Turning to the big problem of those older workers who don’t work – of the 2.1m people aged 50-64 who weren’t working in 2023 (either economically inactive or unemployed) and who had left their employment during the last eight years, 34.2% said they left to retire. Meanwhile, nearly a quarter  said they left due to health reason and 14.8% because of dismissal or redundancy. Leaving to ‘look after the home or family’ was more likely among women (11.8%) than men (5.4%).

But all this needs to be examined against the broader historical trends. The average employment rate for 50 -64s has been steadily increasing from 57.2% in 1995 to 71.3% in 2023. In 2019 it was at its highest rate though started to drop  with the pandemic. Comparing employment rates of March 2020 with today shows less employment – 72.4 per cent with 71.2 per cent. And there are 219,000 more 50-64s who are economically inactive than before covid. That’s nearly the size of the population of Barking and Dagenham !
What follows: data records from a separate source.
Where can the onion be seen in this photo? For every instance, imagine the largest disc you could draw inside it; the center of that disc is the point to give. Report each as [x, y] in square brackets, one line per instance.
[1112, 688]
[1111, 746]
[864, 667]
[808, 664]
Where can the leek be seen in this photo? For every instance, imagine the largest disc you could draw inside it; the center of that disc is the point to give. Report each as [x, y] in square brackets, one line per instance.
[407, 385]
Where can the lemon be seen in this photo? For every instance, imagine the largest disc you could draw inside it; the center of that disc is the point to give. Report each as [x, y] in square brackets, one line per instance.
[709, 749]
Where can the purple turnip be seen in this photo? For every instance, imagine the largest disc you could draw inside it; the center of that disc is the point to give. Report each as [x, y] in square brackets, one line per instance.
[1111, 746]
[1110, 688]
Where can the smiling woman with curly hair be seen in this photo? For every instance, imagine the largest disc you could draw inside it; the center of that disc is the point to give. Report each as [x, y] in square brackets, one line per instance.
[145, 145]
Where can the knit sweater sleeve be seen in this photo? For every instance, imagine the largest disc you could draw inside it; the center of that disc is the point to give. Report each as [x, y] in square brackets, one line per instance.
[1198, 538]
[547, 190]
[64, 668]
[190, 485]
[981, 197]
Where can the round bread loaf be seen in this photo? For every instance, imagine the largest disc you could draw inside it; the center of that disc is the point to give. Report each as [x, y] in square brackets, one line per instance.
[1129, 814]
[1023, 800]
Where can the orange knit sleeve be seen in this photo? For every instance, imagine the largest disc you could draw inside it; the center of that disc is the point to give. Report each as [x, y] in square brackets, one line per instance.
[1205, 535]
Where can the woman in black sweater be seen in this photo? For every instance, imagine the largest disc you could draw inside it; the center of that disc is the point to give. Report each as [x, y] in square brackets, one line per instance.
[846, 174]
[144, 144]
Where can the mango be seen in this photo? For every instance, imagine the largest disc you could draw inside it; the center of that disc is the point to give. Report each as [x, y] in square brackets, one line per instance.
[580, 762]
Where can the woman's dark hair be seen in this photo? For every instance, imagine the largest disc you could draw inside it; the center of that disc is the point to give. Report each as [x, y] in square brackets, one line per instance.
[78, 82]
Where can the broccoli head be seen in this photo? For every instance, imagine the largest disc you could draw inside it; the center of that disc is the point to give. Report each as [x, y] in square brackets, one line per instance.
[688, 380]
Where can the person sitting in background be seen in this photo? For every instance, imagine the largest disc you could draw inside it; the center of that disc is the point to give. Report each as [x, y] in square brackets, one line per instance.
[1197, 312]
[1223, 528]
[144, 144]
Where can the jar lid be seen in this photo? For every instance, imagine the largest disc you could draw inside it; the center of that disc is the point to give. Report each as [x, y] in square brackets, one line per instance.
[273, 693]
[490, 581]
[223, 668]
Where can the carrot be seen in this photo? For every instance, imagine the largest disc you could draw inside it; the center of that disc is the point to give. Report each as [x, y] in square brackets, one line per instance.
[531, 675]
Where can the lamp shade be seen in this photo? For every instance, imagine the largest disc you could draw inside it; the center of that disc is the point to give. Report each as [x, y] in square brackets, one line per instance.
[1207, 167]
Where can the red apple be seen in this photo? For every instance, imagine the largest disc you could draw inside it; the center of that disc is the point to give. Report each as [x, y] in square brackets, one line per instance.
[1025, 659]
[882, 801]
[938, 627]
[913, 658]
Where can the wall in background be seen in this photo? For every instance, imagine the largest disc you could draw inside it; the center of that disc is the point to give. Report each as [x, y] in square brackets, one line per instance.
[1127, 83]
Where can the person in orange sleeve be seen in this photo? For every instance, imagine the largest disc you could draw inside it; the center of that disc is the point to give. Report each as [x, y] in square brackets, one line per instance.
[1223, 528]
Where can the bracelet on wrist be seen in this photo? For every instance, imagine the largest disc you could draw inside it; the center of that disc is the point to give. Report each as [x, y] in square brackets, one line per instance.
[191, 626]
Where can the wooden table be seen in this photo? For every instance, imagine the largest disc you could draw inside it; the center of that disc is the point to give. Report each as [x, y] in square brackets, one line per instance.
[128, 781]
The big warning signs for older workers continue to be very problematic notably the impact of ill health. The increase in economic inactivity due to long term ill health has continued to rise, part of a wider long-term trend. Nearly a quarter of workers aged 50-64 are now exiting the workforce because they suffer significant health issues and as an age group, they are more likely to have long term health problems. But the rise is also associated with  to people who have been out of work for some time and therefore increasingly extremely disadvantaged in the labour market. This points to the need for better support by employers and access to the right health and particularly preventative support.

These trends are worrying as are some of the media headlines which don’t help matters. The Guardian pronounced boldy in an editorial in August that the 26.5 percent of adults 50-64 who are economically inactive is far too high with key worker shortages for example in teaching. Whilst return to work policies are necessary, we need to understand the problems facing all older workers particularly those who suffer in employment terms so we can  get the right solutions.

There is a growing consensus amongst employment experts that better employment support is vital for tackling the issues facing many older workers who don’t get access to the  right tailored support and government has been urged to improve this provision. But employers also need to markedly step up to employ older workers and devise schemes for flexible working which we know is valued by some older workers and better training for existing older employees – again receipt of training declines with age.

Wise Age daily hear the graphic stories of ageism in employment experienced by our clients  – in the workplace but also in recruitment and the massive hurdles people have to face. It’s fine to have employer pledges for age friendly employers but we need better monitoring of age employment, flexible working, and other age friendly measures as well  and calling out of bad practices which despite the positive rhetoric we know are there.